Scenario A: You have a result, but there is no decent deadline for another few months. Maybe you know that a ‘competing’ team is working on the same result. Should you post to arXiv? Would that actually protect you from being scooped if someone else published the result in the meantime (perhaps at a venue that you deemed unsuitable)?
Scenario B: You are building on result B that has appeared in arXiv, but has not been accepted (yet?) at a peer-reviewed venue. You have verified the work in B. Can you reference an un-traditionally-published work?

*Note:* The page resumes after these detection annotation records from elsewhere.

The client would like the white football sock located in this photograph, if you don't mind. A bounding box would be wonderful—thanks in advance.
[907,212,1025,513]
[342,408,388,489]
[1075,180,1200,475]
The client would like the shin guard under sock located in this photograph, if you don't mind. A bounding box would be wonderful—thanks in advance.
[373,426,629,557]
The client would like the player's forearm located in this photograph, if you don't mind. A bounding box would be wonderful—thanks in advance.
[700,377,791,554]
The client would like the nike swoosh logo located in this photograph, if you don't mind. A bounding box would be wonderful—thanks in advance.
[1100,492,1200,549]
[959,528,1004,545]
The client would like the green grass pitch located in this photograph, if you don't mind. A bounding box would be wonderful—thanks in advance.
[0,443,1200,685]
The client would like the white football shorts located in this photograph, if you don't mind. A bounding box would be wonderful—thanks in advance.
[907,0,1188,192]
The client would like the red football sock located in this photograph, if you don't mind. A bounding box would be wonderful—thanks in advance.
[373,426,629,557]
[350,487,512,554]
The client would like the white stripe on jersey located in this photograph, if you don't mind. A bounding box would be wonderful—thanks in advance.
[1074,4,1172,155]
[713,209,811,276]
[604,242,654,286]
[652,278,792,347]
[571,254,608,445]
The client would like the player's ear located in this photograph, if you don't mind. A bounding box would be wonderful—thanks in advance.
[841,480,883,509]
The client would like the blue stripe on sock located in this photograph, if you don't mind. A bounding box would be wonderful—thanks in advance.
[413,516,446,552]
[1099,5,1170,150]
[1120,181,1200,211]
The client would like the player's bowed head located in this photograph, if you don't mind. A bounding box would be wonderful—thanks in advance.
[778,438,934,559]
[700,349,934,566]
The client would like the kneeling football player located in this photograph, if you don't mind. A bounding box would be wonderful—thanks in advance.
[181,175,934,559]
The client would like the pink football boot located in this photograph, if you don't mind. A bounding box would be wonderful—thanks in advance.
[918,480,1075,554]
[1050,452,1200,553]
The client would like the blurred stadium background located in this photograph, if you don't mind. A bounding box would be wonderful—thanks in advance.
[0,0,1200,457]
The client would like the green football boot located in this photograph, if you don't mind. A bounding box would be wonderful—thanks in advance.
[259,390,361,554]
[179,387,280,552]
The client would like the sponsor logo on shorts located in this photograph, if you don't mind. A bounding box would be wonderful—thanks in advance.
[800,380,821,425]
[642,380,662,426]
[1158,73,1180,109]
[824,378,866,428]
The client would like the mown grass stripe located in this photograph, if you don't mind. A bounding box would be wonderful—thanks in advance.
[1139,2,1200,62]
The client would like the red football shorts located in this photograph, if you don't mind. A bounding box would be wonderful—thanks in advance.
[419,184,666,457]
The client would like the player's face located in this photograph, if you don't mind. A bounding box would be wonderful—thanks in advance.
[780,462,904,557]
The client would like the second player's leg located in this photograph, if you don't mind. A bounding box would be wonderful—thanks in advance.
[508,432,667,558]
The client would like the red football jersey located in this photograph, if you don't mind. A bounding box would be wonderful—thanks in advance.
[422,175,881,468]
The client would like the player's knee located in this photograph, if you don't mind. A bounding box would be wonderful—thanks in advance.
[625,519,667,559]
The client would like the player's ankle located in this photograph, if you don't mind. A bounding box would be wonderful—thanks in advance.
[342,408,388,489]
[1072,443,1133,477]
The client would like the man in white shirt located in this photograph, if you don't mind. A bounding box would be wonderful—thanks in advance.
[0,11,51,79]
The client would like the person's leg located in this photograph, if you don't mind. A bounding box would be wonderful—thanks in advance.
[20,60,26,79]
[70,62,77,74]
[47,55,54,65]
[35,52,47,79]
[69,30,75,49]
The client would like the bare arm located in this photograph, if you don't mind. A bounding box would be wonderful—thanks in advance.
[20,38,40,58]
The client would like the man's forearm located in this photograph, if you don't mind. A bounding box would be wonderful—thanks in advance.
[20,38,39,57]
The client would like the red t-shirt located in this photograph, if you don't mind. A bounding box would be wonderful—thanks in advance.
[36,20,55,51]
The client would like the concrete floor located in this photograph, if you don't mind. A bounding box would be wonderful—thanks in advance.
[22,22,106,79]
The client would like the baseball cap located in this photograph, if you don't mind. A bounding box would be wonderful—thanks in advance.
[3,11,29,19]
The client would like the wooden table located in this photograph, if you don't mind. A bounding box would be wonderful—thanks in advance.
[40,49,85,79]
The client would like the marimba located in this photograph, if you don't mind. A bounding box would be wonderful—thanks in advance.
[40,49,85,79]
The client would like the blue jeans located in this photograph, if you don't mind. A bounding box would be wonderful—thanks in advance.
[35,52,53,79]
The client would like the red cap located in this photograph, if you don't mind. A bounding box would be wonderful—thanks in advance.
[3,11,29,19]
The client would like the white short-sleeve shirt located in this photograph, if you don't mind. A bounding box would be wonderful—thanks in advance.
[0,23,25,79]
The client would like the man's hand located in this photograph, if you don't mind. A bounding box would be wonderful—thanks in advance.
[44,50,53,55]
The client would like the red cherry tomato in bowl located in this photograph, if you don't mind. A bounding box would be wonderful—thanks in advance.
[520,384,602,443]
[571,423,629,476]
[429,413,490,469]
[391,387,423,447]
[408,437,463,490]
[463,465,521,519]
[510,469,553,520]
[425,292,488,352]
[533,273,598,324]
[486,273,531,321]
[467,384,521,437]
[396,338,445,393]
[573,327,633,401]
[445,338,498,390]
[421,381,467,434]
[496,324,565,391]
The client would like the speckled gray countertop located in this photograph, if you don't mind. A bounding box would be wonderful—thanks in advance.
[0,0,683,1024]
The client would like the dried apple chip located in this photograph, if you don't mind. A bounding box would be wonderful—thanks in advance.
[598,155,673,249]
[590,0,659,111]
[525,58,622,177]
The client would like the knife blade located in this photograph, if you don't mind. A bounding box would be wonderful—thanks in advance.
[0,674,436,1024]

Scenario C: You are reviewing a paper C and, being a diligent reviewer, you brush up on the latest in the area. You find a very relevant paper posted on arXiv, paper X, dated before paper C would have been submitted. Paper C makes no reference to paper X. What do you do if: Paper C seems awfully similar (similar techniques, similar results) to paper X? Does your opinion change if Paper C is a subset or superset of paper X?
I suppose as a reviewer, you would review the paper and point out paper X to the editor/PC member. But as an editor/PC member, what do you do? After all, it is possible for independent researchers to come up with the same result using similar techniques at the same time (I have seen this happen).
What does arXiving mean? Does it do more than provide an easy repository for papers? Do we (in TCS) treat arXiv differently than other areas?